Свет истинной женственности, который Рубинчик зажигал в такую ночь где-нибудь в Ижевске, Вологде, Игарке или Кокчетаве, был подобен возвращению к жизни старинной иконы, когда после осторожной и трепетной расчистки на вас вдруг вспыхнут из глубины веков живые и магические глаза.
Этот миг Рубинчик готовил особенно тщательно и даже церемониально. В стране, где, несмотря на массовое блядство, сексуальное образование было предоставлено лишь темным подъездам, похабным анекдотам и настенным рисункам в общественных туалетах, где не было ни одной книги на тему «КАК ЭТО ДЕЛАЕТСЯ» и где даже слово «гинеколог» стесняются произнести вслух, — в этой стране миллионы юных женщин знают о сексе не больше, чем домашние животные. Лечь на спину, раздвинуть ноги и
В черном море сексуального невежества Рубинчик зажигал светлые лампады чувственности и первым наслаждался их трепетным пламенем.

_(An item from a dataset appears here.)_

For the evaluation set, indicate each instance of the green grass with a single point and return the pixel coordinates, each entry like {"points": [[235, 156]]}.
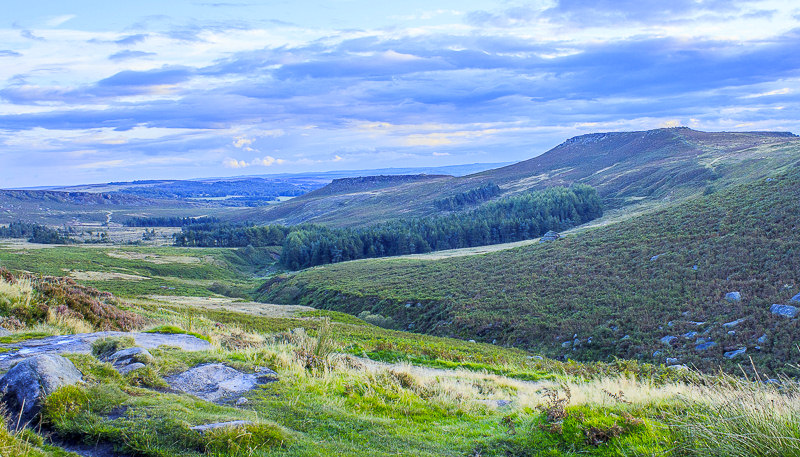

— Сейчас, дорогая! Не спеши и не бойся! Забудь все, что тебе говорили об этом подруги, и забудь все грязные слова, которые пишут про это в подъездах. Мы сделаем это совершенно иначе. Так, чтобы ты помнила об этом всю жизнь, как о самом святом дне своей жизни, как о рождественском празднике. Выпей вина. Вот так. И еще глоток. И еще. А теперь дай мне твои губы. Нет, не так. Забудь обо мне и слушай только себя…
Черт возьми, они даже целоваться не умели как следует! Их соски не умели откликаться на прикосновения мужских губ, их руки боялись опуститься к мужскому паху, их ноги сводило судорогой предубеждения, и даже когда они делали над собой волевое усилие и разжимали ноги в ту позу готовности, которую многократно видели на похабных рисунках в школьных туалетах, — даже тогда их тело еще не было ни ложем страсти, ни хотя бы желания, а только — ложем страха.
Но Рубинчик был поэтом соития, терпеливым и виртуозным.
— Подожди! При чем тут ноги? Ты видишь эту ночь за окном? Это не звезды, нет. Это решето вечности. Семнадцать лет твоей жизни утекли через это решето навсегда. Их нет. Они истаяли в космосе. Что осталось от них в тебе? Ничего. Потому что ты не жила еще. Ты дышала — да. Ты ела, пила, что-то учила. Су-ще-ство-ва-ла. И только. А сейчас ты начинаешь жить. После этой ночи ни одна твоя ночь уже не утечет от тебя в никуда. Они будут все твои. Ты слышишь — твое тело наполняется солнечной силой. От каждого прикосновения к тебе этим ключом жизни все в тебе оживает — и спина… и живот… Посмотри на него. Не стесняйся. Возьми его в руки. Только не сжимай так сильно. Нежней. Ты знаешь, почему купола всех церквей и мечетей именно такой формы? Потому что это вершина божественной гармонии! А теперь приложи его к своей груди — сама. Да, милая, так. Ты чувствуешь? Твой сосок растет ему навстречу…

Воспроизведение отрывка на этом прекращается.